Brett Kelsey

Brett Kelsey

Understanding Nevada’s economic connections can open regional business doors.

Robert Lang, executive director of The Lincy Institute, and director of Brookings Mountain West at the University of Las Vegas, will speak on “Megapolitan America” during the 2nd Annual Nevada Economic Development Conference — Building A Stronger Nevada, during a keynote session Thursday, Sept. 22 at 8:30 a.m.

“Nevada’s population is less than 3 million, but it’s connected to the two biggest megapolitan clusters in the country,” Lang said during a recent phone interview the NNBW.

Whereas metropolitan areas are defined by interconnected commute traffic, megapolitans share a much wider network of economic ties.

“They are separate from each other but do a lot of business together,” he said

Economically, northern Nevada is more connected to northern California, and southern Nevada more connected to southern California and Phoenix than they are to each other, he said.

Lang is a nationally recognized authority on urban growth, economic development and population dynamics, including the interplay between politics and growth in the American West. He is the co-author of Megapolitan America, which details the rise of megapolitan areas and how they will change how America plans.

Governments and economic organizations that recognize those connections, can use them to benefit the community.

Reno is only 116th in size among United States metropolitan areas, but it’s economically connected to the Bay Area, the second largest megapolitan cluster in the U.S, and an expensive place to do business.

“San Francisco can’t afford to have a lot of manufacturers,” Lang said.

The Reno metropolitan area is relatively close to the Bay Area with easy access and cheaper to set up shop.

And it’s easier to entice workers to move from northern California to Reno than to more distant, less connected areas.

“We don’t have the strongest higher education system (in Nevada).
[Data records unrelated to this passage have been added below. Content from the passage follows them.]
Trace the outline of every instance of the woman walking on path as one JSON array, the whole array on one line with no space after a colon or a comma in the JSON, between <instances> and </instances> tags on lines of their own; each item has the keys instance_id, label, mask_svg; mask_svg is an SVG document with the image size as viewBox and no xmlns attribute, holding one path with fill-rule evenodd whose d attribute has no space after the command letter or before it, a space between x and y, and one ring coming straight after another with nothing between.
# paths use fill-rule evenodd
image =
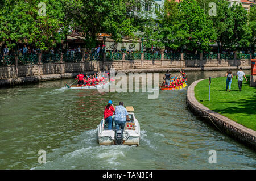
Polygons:
<instances>
[{"instance_id":1,"label":"woman walking on path","mask_svg":"<svg viewBox=\"0 0 256 181\"><path fill-rule=\"evenodd\" d=\"M239 91L241 91L242 89L242 85L243 83L243 76L245 77L246 82L247 81L246 77L245 77L245 74L243 71L242 71L242 68L240 68L239 69L239 71L237 73L237 75L236 76L236 79L237 78L237 76L238 76L238 81L237 81L237 83L238 84Z\"/></svg>"},{"instance_id":2,"label":"woman walking on path","mask_svg":"<svg viewBox=\"0 0 256 181\"><path fill-rule=\"evenodd\" d=\"M228 70L228 71L226 73L226 75L225 76L226 77L226 91L228 91L228 87L229 87L229 91L230 91L231 90L231 83L232 83L232 78L233 78L233 74L232 72L230 70Z\"/></svg>"}]
</instances>

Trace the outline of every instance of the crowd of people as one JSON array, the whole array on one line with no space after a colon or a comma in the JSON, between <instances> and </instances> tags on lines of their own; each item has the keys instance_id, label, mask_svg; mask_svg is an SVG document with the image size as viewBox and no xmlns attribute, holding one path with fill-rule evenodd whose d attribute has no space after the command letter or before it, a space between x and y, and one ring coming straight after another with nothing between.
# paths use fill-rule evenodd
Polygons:
<instances>
[{"instance_id":1,"label":"crowd of people","mask_svg":"<svg viewBox=\"0 0 256 181\"><path fill-rule=\"evenodd\" d=\"M245 77L245 73L242 71L242 68L240 67L239 68L239 71L237 72L237 75L236 76L236 79L237 79L238 77L238 79L237 81L237 83L238 85L239 91L240 92L242 90L242 85L243 81L243 77L247 81L246 77ZM232 78L233 77L232 72L230 70L229 70L225 75L226 77L226 91L228 91L228 88L229 89L229 91L231 91L231 83L232 83Z\"/></svg>"},{"instance_id":2,"label":"crowd of people","mask_svg":"<svg viewBox=\"0 0 256 181\"><path fill-rule=\"evenodd\" d=\"M83 74L80 74L77 75L77 79L78 79L77 86L95 86L100 83L106 83L109 81L109 78L110 74L106 71L102 75L100 72L94 73L92 75L86 74L85 75Z\"/></svg>"},{"instance_id":3,"label":"crowd of people","mask_svg":"<svg viewBox=\"0 0 256 181\"><path fill-rule=\"evenodd\" d=\"M180 70L181 75L171 77L169 71L167 70L164 74L162 86L169 88L175 88L183 85L187 82L187 74L182 69Z\"/></svg>"}]
</instances>

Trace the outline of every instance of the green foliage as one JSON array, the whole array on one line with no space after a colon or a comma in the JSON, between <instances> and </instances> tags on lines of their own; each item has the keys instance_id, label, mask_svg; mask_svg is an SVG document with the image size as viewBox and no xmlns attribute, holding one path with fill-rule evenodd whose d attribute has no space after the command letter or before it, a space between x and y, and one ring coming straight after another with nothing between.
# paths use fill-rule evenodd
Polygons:
<instances>
[{"instance_id":1,"label":"green foliage","mask_svg":"<svg viewBox=\"0 0 256 181\"><path fill-rule=\"evenodd\" d=\"M45 16L38 5L46 5ZM216 16L209 15L210 2L217 5ZM210 50L217 42L241 50L256 43L256 6L249 14L241 5L228 7L219 0L166 0L158 12L153 0L0 0L0 47L10 49L18 42L34 45L43 51L66 43L72 30L84 32L86 47L94 47L100 33L115 42L122 36L144 38L150 48L168 46L180 50L184 45L193 52ZM155 11L156 19L152 18ZM64 43L65 45L65 43Z\"/></svg>"},{"instance_id":2,"label":"green foliage","mask_svg":"<svg viewBox=\"0 0 256 181\"><path fill-rule=\"evenodd\" d=\"M256 44L256 6L251 7L249 16L249 26L251 31L250 44L255 50Z\"/></svg>"},{"instance_id":3,"label":"green foliage","mask_svg":"<svg viewBox=\"0 0 256 181\"><path fill-rule=\"evenodd\" d=\"M166 0L161 18L166 45L175 49L187 45L189 50L210 49L217 38L213 22L195 0L184 0L179 4Z\"/></svg>"},{"instance_id":4,"label":"green foliage","mask_svg":"<svg viewBox=\"0 0 256 181\"><path fill-rule=\"evenodd\" d=\"M255 89L250 87L249 82L244 80L242 91L239 92L235 77L232 79L230 92L225 91L226 78L212 79L210 101L209 101L209 80L201 81L195 87L195 97L209 109L256 131ZM250 80L249 75L246 77Z\"/></svg>"}]
</instances>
We have to improve that, but in the meantime, it’s not hard to entice labor to migrate here,” Lang said. “It’s not a very big leap to move from Sacramento to Reno.”

Talking about hiring from outside the area is a touchy subject, but Lang explained that governmental bodies need to look at the advantages.

“The first priority of any government is to have its own citizens employed,” he said. “But if you don’t get these other companies to come here, you don’t get the (new) jobs.

“It’s not worth it for governments to get hung up on it. We are part of this bigger, extended California at both ends of the state.”

As examples of the benefits of megapolitan-thinking, he noted negotiations with Faraday Future to build its $1 billion electric car factory in southern Nevada and for Tesla to build its Gigafactory in the north.

“It was very tough to make the case that we had the workforce,” he said. But pointing out the close proximity to megapolitan areas, helped turn their interest.

“That’s actually our workforce,” he said. “We can sell firms that we’re really a suburb” of the Bay Area, Sacramento, Los Angeles, and Phoenix.

Drawing its workforce from other areas is nothing new for Nevada.

“We’re in a state with a high percentage of people who were born elsewhere,” Lang said. “They bring skills and technology.”

And Nevada can benefit California companies.

“We’re partners with California. We don’t want to take everyone out,” he said. We want them to know that “this is someplace you can set up manufacturing. Nevada is California’s workbench.”

It’s a distinction that economic planners need to recognize.